Continuous flow hygroscopicity-resolved relaxed eddy accumulation (Hy-Res REA) method of measuring size-resolved sodium chloride particle fluxes
Citation:
Meskhidze, N., T. Royalty, B. Phillips, K. Dawson, M. Petters, R. Reed, J. Weinstein, D. Hook, AND R. Wiener. Continuous flow hygroscopicity-resolved relaxed eddy accumulation (Hy-Res REA) method of measuring size-resolved sodium chloride particle fluxes. AEROSOL SCIENCE AND TECHNOLOGY. Taylor & Francis, Inc., Philadelphia, PA, 52(4):433-450, (2018).
Impact/Purpose:
Aerosols play an important role in controlling the Earth’s radiation balance, cloud formation, cloud microphysical properties, biogeochemical cycling of nutrients, tropospheric chemistry and have been increasingly recognized for their adverse effects on air quality and human health. Aerosols arise from both natural sources and anthropogenic activities; therefore, to characterize relevant environmental effects, it becomes increasingly important to accurately quantify both number and mass concentrations of aerosols of different origin. Moreover, the characterization of both emission and deposition fluxes of aerosols is important for understanding the life cycle of aerosols and their potential to contribute to the Earth’s energy balance.
Description:
The accurate representation of aerosols in climate models requires direct ambient measurement of the size- and composition-dependent particle production fluxes. Here, we present the design, testing, and analysis of data collected through the first instrument capable of measuring hygroscopicity-based, size-resolved particle fluxes using a continuous-flow Hygroscopicity-Resolved Relaxed Eddy Accumulation (Hy-Res REA) technique. The Hy-Res REA system used in this study includes a 3D sonic anemometer, two fast-response solenoid valves, two condensation particle counters, a scanning mobility particle sizer, and a hygroscopicity tandem differential mobility analyzer. The different components of the instrument were tested inside the US Environmental Protection Agency's Aerosol Test Facility for sodium chloride and ammonium sulfate particle fluxes. The new REA system design does not require particle accumulation, and therefore avoids the diffusional wall losses associated with long residence times of particles inside the air collectors of traditional REA devices.
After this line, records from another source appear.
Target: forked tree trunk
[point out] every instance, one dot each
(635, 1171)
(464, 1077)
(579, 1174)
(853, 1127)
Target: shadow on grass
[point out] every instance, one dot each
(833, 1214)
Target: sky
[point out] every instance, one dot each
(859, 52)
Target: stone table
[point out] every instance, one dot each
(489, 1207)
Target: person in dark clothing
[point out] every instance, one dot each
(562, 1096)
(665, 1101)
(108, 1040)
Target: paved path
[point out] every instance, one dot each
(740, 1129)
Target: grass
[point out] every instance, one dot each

A linear relationship was found between the sodium chloride particle fluxes measured by eddy covariance and REA techniques. The particle detection limit of the Hy-Res REA flux system is estimated to be ∼3 × 105 m−2 s−1. The estimated sodium chloride particle classification limit, for the mixture of sodium chloride and ammonium sulfate particles of comparable concentrations, is ∼6 × 106 m−2 s−1.